These problems may not be significant for systems that use RocksDB as the single-node engine, but such a system did not exist at that time. Dynamo’s choice was Berkeley Database for 10 KB objects and MySQL for larger sizes.
The Dynamo system uses the following strategy to determine virtual nodes and partition the DHT space. In this strategy, the hash space is divided into Q equally sized partitions/ranges and each node is assigned Q/S tokens(virtual node id) where S is the number of nodes in the system, Q is usually set such that Q » N. Each node needs to maintain the information regarding the partitions assigned to each node.
coordinator choosing optimization #
any of the top N nodes in the preference list is allowed to coordinate the writes. In particular, since each write usually follows a read operation, the coordinator for a write is chosen to be the node that replied fastest to the previous read operation which is stored in the context information of the request. This optimization enables us to pick the node that has the data that was read by the preceding read operation thereby increasing the chances of getting “read-your-writes” consistency
client-drive coordinating #
This was briefly discussed above when explaining zero-hop routing. Specifically, the client’s get/put request must first be routed to a suitable coordinator node. This node can be any node in the preference list, or the client can simply take responsibility for it. This coordinator needs to build a state machine to maintain the whole workflow. When the client and Dynamo are in the same data center, this is feasible and can significantly reduce latency. Table 2 in the paper shows that 99.9% latency dropped from 60 ms+ to 30 ms+, and average latency dropped from ~4 ms to 1-2 ms.
A client periodically picks a random Dynamo node and downloads its current view of Dynamo membership state. Using this information the client can determine which set of nodes form the preference list for any given key. (Currently clients poll a random Dynamo node every 10 seconds for membership updates.)

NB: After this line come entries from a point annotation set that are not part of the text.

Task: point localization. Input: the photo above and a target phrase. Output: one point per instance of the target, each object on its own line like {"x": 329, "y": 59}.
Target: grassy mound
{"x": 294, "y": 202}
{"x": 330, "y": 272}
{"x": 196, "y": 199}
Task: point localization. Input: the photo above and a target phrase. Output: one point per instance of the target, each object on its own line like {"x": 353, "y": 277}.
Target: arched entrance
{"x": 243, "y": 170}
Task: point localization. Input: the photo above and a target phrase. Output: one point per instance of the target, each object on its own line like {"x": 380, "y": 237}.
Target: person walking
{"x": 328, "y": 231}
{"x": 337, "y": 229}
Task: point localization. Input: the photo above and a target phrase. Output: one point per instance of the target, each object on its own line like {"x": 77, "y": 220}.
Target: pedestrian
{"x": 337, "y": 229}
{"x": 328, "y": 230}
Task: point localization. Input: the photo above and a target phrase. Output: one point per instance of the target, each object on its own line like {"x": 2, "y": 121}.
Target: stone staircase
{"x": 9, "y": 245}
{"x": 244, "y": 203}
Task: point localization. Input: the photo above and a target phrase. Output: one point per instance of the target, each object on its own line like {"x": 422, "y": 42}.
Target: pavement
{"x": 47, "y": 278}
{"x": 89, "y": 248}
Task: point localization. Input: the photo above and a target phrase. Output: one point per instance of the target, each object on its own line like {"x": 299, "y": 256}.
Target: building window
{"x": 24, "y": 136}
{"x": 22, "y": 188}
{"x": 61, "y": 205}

resolve conflicts on read #
This optimization targets high availability for write requests rather than performance. For the concrete implementation details, see Section 4.4 of the paper and Paper Note: Time, clocks, and the ordering of events in a distributed system. Understandably, in an eventually consistent system, it is always possible for two different clients to write to two different nodes at the same time. In this case, if consistency is controlled at write time, either one of the write requests must be rejected, or one write request will be overwritten by the other. If the former strategy is used, high availability is lost. If the latter strategy is used, it is equivalent to LWW (last write wins), but some information is lost. LWW may be inappropriate for some business scenarios; after all, sometimes the business side can perform lossless merging based on content. See Paper Note: [Inria RR-7506] A comprehensive study of Convergent and Commutative Replicated Data Types.
async write to disk #
Dynamo provides the ability to trade-off durability guarantees for performance. In the optimization each storage node maintains an object buffer in its main memory. Each write operation is stored in the buffer and gets periodically written to storage by a writer thread. In this scheme, read operations first check if the requested key is present in the buffer. If so, the object is read from the buffer instead of the storage engine.
This optimization has resulted in lowering the 99.9th percentile latency by a factor of 5 during peak traffic even for a very small buffer of a thousand objects. Also, as seen in the figure, write buffering smooths out higher percentile latencies. Obviously, this scheme trades durability for performance. In this scheme, a server crash can result in missing writes that were queued up in the buffer. To reduce the durability risk, the write operation is refined to have the coordinator choose one out of the N replicas to perform a “durable write”. Since the coordinator waits only for W responses, the performance of the write operation is not affected by the performance of the durable write operation performed by a single replica.
vector versioning size control #
A possible issue with vector clocks is that the size of vector clocks may grow if many servers coordinate the writes to an object. In practice, this is not likely because the writes are usually handled by one of the top N nodes in the preference list. In case of network partitions or multiple server failures, write requests may be handled by nodes that are not in the top N nodes in the preference list causing the size of vector clock to grow. In these scenarios, it is desirable to limit the size of vector clock. To this end, Dynamo employs the following clock truncation scheme: Along with each (node, counter) pair, Dynamo stores a timestamp that indicates the last time the node updated the data item. When the number of (node, counter) pairs in the vector clock reaches a threshold (say 10), the oldest pair is removed from the clock. Clearly, this truncation scheme can lead to inefficiencies in reconciliation as the descendant relationships cannot be derived accurately. However, this problem has not surfaced in production and therefore this issue has not been thoroughly investigated.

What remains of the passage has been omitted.